Scrum: Key Principles
What is Scrum, anyways? Here’s an excerpt from the first book I used to study up on Scrum:
Because a one-person team is so different from the normal 5–9 person team, it’s not the specifics of “team” Scrum that I’ll cover in this article, but rather the key principles that define the whole process. It’s these principles that form the backbone of one-person Scrum.
Here are the core principles of Scrum:
- Ship and share. Get your product into other people’s hands on a regular basis — whether that’s end users, Beta testers, or even just a few discerning friends. Why? Because if you don’t, then you could be wasting your time on a feature or product no one wants (or wants in the particular way you’re doing it). It can be far too easy to lose perspective on the importance of certain tasks, especially as a one-person operation. Sharing a Beta release with your testers can be such a quick process, and yet the time it saves can be huge!
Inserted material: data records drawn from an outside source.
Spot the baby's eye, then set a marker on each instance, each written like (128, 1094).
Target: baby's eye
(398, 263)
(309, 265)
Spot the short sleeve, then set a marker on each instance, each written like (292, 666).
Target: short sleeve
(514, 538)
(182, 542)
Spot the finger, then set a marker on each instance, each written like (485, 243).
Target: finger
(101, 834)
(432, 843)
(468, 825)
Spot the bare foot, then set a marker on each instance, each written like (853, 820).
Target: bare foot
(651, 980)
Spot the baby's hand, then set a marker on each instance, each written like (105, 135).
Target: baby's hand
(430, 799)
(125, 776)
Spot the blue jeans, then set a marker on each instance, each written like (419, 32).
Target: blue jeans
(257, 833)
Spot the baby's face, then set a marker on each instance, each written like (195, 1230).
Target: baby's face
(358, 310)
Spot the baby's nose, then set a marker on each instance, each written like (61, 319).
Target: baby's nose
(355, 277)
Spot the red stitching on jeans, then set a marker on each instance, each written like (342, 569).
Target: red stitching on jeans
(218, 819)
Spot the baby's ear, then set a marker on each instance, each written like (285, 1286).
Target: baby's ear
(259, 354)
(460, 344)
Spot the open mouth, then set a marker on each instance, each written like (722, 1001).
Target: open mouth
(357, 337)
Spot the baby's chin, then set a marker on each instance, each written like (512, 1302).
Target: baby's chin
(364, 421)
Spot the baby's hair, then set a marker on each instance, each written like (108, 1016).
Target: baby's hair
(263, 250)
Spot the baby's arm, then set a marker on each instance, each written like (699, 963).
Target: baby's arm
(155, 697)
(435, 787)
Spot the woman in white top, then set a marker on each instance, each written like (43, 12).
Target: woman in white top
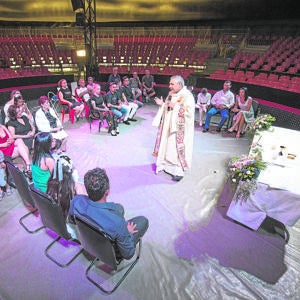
(244, 111)
(46, 120)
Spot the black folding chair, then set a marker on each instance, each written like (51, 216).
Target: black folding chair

- Prioritize productivity, and quantify it. Your most important short-term metric is productivity. Not sales, not number of releases — just pure productivity. How much valuable work are you getting done each week? To answer that question, you really need to quantify your progress. You’ll cover how to track — and optimize — your progress using Task Points in the next section.
- Self-reflection & meaningful iteration. I hope you have a good mirror, because a big part of improving your productivity, income, and happiness involves taking a close look at yourself, your process, and your plans on a regular basis. As you inspect how you are currently doing things, it becomes much easier to start testing other approaches and see the effects in real-time.